Female representation
The primary explanatory variable of interest is female representation in a worker’s occupation. Prior studies have demonstrated that the magnitude of the relationship between an occupation’s gender composition and wages increases as the occupational classification becomes more detailed (see, e.g., Blau, Brummund, and Liu 2013). Therefore, American Community Survey (ACS) 1-year samples from the Integrated PublicUse MicroData Series (Ruggles et al. 2015) are used to construct estimates of female workers as a percentage of all workers ages 16 to 65 years in a four-digit occupation group for each year from 2007 through 2013. The ACS samples include about 3.5 million housing units per year and provide very precise estimates of female representation in an occupation (U.S. Census Bureau 2019).

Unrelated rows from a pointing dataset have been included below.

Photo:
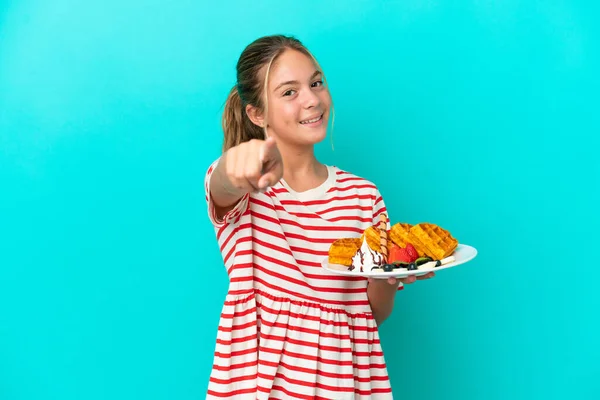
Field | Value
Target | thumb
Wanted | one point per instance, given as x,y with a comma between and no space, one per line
267,150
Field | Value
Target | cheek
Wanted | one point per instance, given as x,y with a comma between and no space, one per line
283,115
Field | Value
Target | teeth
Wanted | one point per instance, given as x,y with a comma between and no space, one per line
310,121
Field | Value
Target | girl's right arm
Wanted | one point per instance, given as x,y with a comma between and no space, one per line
248,167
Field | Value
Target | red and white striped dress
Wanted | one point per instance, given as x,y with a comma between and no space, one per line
289,329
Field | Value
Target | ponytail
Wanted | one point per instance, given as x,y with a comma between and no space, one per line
237,126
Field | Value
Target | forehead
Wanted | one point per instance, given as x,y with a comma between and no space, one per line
292,65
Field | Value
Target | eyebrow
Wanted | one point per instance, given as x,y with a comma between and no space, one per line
315,74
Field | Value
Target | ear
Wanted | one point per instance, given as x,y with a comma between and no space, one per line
255,115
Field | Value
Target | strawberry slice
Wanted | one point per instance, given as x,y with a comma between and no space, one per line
411,252
398,253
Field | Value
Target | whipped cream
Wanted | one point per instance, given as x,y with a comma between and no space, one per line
366,258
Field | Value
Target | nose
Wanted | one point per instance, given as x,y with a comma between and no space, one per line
310,99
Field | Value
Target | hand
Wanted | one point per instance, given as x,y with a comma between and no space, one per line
409,279
255,165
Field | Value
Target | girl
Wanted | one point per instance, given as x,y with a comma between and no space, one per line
289,329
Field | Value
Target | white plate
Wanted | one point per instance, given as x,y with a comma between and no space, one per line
462,254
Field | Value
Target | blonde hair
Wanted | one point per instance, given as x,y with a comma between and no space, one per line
250,89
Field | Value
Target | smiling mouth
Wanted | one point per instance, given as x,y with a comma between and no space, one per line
312,120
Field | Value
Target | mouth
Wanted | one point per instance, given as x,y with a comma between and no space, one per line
313,120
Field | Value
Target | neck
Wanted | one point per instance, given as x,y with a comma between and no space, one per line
302,170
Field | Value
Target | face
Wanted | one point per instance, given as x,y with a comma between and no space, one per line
298,102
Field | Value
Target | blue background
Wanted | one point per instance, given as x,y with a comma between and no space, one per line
481,116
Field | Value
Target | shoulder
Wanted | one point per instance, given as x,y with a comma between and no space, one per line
347,179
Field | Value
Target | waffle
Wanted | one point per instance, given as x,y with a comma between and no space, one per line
437,242
342,250
401,235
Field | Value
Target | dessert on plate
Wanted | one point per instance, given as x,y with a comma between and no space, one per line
407,246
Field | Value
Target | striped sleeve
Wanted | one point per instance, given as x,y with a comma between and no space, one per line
231,217
379,208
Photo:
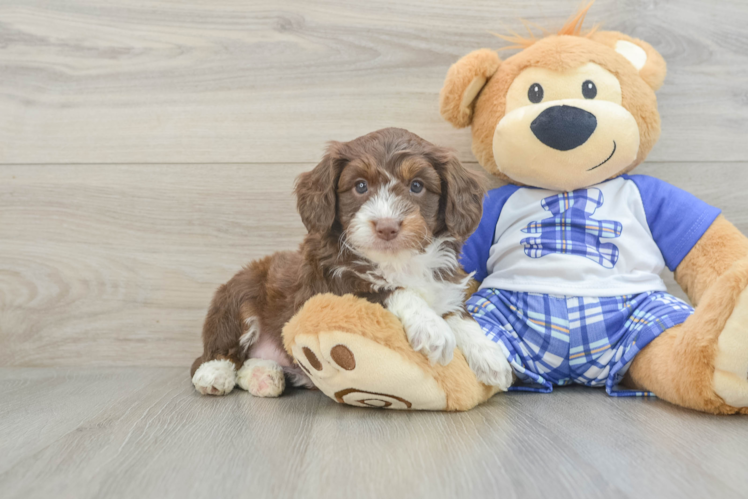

Because workers’ detailed occupations are not available in the MEPS public-use files, these estimates were merged to the individual-level data in a secure computing environment.
From the continuous measure of percentage female workers in an occupation, I create five categories of female representation: occupations with less than 20 percent female workers (referred to hereafter as male occupations), 20 to 39 percent female workers, 40 to 59 percent female workers, 60 to 79 percent female workers, and more than 80 percent female workers (referred to hereafter as female occupations). Examples of “male” occupations include grounds maintenance workers, carpenters, construction laborers, and truck drivers, whereas “female” occupations include elementary and middle school teachers, registered nurses, and home health aides (see Table 2).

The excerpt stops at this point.